Without a history with them, not so much. With a history, the "income" portion becomes increasingly important when levels of spending increase.
I speculate that once spending hits north of $15K per month, income and type of spending takes on more and more importance. For CLs and montly spends more than $25K, I'd imagine financial documents will be requested in the form of a 4056T, which then would make "income and assets" the MOST important.
@Open123 wrote:Without a history with them, not so much. With a history, the "income" portion becomes increasingly important when levels of spending increase.
I speculate that once spending hits north of $15K per month, income and type of spending takes on more and more importance.
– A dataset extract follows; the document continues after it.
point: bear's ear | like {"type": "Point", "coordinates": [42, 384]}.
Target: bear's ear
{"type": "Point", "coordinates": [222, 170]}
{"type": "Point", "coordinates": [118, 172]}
For CLs and montly spends more than $25K, I'd imagine financial documents will be requested in the form of a 4056T, which then would make "income and assets" the MOST important.
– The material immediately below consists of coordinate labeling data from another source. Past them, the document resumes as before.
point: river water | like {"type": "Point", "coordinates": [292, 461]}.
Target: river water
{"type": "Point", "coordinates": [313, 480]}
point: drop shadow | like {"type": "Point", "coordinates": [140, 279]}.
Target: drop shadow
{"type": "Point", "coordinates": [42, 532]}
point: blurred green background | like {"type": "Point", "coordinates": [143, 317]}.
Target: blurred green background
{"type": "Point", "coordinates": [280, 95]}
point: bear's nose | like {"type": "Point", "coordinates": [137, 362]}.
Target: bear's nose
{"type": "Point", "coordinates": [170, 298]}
Does being an AU on an AMEX card count as personal history with them?
@CreditSnob wrote:
@Open123 wrote:Without a history with them, not so much. With a history, the "income" portion becomes increasingly important when levels of spending increase.
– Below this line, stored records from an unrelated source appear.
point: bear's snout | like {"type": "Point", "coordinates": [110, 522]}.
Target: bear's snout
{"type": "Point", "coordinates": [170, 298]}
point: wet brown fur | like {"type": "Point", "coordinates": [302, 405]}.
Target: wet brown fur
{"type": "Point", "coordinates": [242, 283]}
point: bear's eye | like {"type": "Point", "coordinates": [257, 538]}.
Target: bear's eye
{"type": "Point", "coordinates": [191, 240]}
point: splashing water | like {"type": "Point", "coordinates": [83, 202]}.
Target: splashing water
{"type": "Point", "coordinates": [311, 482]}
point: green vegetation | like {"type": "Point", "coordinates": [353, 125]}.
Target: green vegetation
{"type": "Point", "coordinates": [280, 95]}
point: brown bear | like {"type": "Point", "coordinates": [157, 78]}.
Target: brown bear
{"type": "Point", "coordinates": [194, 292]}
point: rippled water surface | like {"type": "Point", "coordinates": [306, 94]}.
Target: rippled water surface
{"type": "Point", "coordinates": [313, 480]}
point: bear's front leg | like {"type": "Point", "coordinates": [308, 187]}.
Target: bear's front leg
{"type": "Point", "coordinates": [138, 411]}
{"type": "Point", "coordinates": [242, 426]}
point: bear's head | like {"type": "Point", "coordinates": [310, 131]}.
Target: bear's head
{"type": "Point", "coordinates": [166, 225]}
I speculate that once spending hits north of $15K per month, income and type of spending takes on more and more importance. For CLs and montly spends more than $25K, I'd imagine financial documents will be requested in the form of a 4056T, which then would make "income and assets" the MOST important.
Does being an AU on an AMEX card count as personal history with them?
Yes, but I'm sure to what extent. I'd imagine it'd be on a case by case basis, but Amex certainly tracks AUs.